Gastroparesis is a complex condition encompassing delayed gastric emptying due to numerous etiologies including diabetes mellitus, medications, post-surgical, infectious, neurologic, and autoimmune disorders. Quality-of-life is significantly impaired in patients with gastroparesis, who most often attribute this effect to nausea, upper abdominal pain, or early satiety [1]. The degree of upper abdominal pain has also been associated with increased severity of depression, anxiety, and somatization [2]. Even in the development of the Gastroparesis Cardinal Symptom Index (GCSI), an instrument developed in 2004 to assess the symptom severity of gastroparesis, the authors noted significant associations between the GCSI score and restricted activity, and bed disability days [3]. On the other hand, gastroesophageal reflux disease (GERD) is a common disease affecting up to a quarter of the population in North America [4]. GERD has also been associated with reduced work productivity and quality-of-life.

In gastroenterology, caregiver burden has been measured for a variety of chronic conditions ranging from cirrhosis to pancreatic cancer [5,6,7]. These studies have also demonstrated how psychosocial interventions such as group therapy sessions could potentially reduce caregiver burden as reflected by improved Zarit Burden Interview (ZBI) values.

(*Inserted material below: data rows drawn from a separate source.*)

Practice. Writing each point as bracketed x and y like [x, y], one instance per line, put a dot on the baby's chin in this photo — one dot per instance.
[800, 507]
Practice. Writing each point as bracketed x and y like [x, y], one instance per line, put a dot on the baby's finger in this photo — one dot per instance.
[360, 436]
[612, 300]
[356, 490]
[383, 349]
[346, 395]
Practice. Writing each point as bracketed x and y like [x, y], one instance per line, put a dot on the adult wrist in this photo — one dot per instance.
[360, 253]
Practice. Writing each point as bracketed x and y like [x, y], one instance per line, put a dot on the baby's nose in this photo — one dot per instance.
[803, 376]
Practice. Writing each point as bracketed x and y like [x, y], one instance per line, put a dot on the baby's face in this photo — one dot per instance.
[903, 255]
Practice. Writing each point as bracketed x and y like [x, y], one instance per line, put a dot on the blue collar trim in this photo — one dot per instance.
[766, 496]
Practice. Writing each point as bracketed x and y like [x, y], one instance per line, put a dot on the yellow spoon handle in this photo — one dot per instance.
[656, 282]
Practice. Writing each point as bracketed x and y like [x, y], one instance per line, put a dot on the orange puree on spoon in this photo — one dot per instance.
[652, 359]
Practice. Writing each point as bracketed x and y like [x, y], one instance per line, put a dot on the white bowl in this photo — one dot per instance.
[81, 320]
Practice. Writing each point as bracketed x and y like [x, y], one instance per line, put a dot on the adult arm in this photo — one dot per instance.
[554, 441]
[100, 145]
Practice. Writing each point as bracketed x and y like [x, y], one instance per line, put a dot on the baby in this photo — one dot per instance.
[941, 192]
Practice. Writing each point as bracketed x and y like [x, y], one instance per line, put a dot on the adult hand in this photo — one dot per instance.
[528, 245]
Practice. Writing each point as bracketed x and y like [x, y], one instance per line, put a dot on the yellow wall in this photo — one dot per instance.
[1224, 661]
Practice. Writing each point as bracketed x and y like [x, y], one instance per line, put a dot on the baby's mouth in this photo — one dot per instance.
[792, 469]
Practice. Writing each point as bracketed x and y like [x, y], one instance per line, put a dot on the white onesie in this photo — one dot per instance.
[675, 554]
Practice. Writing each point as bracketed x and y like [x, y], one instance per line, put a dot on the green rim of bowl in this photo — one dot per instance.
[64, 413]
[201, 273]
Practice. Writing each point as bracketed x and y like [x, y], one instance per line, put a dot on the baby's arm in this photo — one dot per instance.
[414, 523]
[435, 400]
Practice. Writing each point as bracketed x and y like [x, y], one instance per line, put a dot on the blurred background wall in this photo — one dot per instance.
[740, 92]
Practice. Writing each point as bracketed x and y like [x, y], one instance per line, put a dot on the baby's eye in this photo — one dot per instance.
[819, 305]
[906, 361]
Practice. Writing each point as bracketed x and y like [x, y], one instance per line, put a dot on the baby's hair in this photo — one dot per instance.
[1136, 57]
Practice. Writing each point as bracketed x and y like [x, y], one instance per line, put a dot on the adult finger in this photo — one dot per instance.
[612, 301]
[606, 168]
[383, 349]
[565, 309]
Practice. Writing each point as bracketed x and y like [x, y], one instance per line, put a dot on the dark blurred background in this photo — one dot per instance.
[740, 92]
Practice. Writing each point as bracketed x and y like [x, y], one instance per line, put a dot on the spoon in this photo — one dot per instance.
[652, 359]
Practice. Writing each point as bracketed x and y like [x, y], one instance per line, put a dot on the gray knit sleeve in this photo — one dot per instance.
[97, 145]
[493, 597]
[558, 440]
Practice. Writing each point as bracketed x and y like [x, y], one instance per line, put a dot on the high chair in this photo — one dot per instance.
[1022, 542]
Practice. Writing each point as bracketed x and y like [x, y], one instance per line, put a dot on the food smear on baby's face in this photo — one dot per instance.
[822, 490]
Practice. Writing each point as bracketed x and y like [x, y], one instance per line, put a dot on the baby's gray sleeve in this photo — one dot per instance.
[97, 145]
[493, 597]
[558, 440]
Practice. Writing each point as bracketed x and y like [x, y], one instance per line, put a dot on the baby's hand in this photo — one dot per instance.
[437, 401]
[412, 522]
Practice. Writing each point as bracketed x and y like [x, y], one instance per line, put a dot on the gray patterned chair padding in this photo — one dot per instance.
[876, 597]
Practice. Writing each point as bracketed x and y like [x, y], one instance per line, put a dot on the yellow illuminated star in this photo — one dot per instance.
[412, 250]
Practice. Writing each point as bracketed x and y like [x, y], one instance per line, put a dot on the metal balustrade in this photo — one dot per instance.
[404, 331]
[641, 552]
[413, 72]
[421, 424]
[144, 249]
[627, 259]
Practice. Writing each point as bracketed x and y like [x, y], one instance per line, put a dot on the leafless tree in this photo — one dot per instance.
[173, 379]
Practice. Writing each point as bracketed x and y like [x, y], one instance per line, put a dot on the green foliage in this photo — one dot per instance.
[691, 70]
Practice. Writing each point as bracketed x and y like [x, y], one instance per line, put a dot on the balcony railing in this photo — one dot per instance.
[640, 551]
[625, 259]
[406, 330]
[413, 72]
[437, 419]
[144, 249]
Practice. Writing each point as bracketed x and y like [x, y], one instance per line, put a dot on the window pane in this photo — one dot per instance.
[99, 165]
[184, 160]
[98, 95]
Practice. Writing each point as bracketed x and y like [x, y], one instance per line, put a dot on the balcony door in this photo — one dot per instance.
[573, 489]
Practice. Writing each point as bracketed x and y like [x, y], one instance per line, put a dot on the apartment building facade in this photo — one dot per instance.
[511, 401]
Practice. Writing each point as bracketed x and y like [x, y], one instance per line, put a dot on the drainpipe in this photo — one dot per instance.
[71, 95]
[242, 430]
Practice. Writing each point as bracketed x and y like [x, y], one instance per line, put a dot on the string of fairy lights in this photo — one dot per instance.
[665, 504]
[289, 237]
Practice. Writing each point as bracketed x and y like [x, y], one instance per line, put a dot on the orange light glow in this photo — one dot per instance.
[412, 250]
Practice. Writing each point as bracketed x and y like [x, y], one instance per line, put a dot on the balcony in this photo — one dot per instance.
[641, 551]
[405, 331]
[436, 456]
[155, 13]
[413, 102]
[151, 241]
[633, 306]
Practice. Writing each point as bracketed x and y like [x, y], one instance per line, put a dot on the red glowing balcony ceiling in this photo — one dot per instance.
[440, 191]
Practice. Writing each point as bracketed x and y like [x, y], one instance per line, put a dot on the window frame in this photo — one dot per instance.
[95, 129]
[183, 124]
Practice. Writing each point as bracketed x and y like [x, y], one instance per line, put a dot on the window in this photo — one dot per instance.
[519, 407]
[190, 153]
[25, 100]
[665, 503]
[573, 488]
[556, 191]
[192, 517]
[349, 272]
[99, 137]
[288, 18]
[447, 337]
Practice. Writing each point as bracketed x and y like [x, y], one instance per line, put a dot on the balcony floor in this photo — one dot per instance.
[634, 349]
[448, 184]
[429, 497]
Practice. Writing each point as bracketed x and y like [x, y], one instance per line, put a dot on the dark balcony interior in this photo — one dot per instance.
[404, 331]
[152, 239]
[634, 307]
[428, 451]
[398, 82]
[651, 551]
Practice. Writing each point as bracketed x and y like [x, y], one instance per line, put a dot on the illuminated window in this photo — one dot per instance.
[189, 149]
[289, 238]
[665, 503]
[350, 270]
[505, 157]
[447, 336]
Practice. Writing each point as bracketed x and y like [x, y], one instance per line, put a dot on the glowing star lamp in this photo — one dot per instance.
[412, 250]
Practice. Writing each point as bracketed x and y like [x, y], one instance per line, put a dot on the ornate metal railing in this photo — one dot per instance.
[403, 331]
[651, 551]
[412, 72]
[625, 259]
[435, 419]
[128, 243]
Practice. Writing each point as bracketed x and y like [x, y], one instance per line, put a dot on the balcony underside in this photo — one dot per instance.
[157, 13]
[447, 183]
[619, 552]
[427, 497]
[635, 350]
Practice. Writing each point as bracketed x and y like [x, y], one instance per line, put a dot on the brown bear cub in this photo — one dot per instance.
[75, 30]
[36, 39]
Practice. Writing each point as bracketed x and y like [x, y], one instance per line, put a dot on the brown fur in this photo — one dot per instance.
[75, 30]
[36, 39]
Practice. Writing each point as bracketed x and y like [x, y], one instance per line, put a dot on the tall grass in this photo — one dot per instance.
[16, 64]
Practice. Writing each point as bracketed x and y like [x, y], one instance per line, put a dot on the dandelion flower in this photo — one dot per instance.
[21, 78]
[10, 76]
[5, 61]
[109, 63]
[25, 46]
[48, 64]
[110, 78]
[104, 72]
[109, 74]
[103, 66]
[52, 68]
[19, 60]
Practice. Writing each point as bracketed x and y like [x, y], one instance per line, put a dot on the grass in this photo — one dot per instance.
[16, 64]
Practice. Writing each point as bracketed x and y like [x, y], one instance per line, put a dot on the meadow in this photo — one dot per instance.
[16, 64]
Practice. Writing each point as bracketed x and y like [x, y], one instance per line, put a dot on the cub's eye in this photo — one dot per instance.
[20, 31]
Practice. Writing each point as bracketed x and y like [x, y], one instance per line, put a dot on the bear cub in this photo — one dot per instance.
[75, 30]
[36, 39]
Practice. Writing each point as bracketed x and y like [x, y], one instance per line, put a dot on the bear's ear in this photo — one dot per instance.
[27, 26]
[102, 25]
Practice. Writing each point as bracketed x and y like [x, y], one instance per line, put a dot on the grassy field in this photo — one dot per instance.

Until now, caregiver burden had not been investigated for patients with gastroparesis or gastroesophageal reflux disease (GERD), with particular regard to its correlation with disease symptoms. In this issue of Digestive Diseases and Sciences, Jehangir and colleagues aim to assess the caregiver burden of patients with gastroparesis and GERD and correlate this burden with symptom severity, patient and caregiver work productivity, and healthcare utilization [8]. In addition to healthy volunteers (HV), the authors opted to use GERD patients as a comparison group given its widespread nature and the perception that GERD causes substantial caregiver burden and incurs significant healthcare costs. In a prospective trial, 31 patients with gastroparesis, 16 patients with GERD, and one patient with both conditions along with their caregivers were compared to 12 HV and their potential caregivers. Patients and healthy volunteers filled out questionnaires for Patient Assessment of Gastrointestinal Symptoms (PAGI-SYM) from which the Gastroparesis Cardinal Symptom Index (GCSI) could be calculated: Work Productivity and Activity Impairment (WPAI), and healthcare utilization. Caregivers and potential caregivers filled out the Zarit Burden Interview (ZBI) and WPAI questionnaires. Caregivers of patients with gastroparesis reported higher burdens compared with those caring for patients with GERD or for HV, with the caregiver burden correlated with symptom severity as described by GCSI.

For baseline characteristics, the gastroparesis group was more likely to also suffer from other co-morbidities and diabetes. The gastroparesis group had significantly greater symptom severity scores, healthcare utilization, and greater work impairment than the GERD or HV groups. Caregivers of patients with gastroparesis also reported significantly greater caregiver burden as measured by ZBI. A strong correlation between caregiver burden and GCSI total score was noted. A diagnosis of gastroparesis, female patient gender, Caucasian patient race, and the presence of co-morbidities significantly predicted caregiver burden according to linear regression analysis.

While the study findings are not necessarily unexpected, how some subgroup analyses hint at potential strategies to reduce caregiver burden is notably interesting. The strong and moderate correlations described between caregiver burden and specific nausea/vomiting and early satiety subscores may provide potential targets to relieve caregiver burden for gastroparesis patients. Likewise, moderate correlations between physician visits and caregiver burden also emphasize concrete ways to reduce caregiver burden. The utility of strategies such as mindfulness-based stress reduction therapy sessions as noted in a previous study on specific symptoms or in reducing in-person visits is not well understood 6.

As the authors acknowledged, the study is limited by small sample size and potential lack of generalizability, with only English-speaking patients from a single, tertiary care center studied. Furthermore, the authors mention the possibility of overlap syndromes with gastric scintigraphy results among patients with GERD, as well as a few patients who do not meet the strict definition of GERD as defined in the Lyon Consensus. The authors also recognize that the ZBI questionnaire was not designed to compare two different groups as was done in this study (patients with gastroparesis versus GERD).

Jehangir and colleagues should be commended for highlighting the greater caregiver burden among patients with gastroparesis, compared with patients with GERD or healthy volunteers. Nevertheless, optimal strategies to ameliorate caregiver burden in this population still remain unclear. Whether approaches targeting symptoms versus healthcare utilization are more effective in reducing caregiver burden is uncertain, and the degree to which caregiver burden is reduced by treating the patient’s underlying condition also has yet to be ascertained in this patient population. Assigning a single solution may ultimately be ineffective at accounting for the widely variable needs of caregivers and the limited efficacy of available therapies for gastroparesis.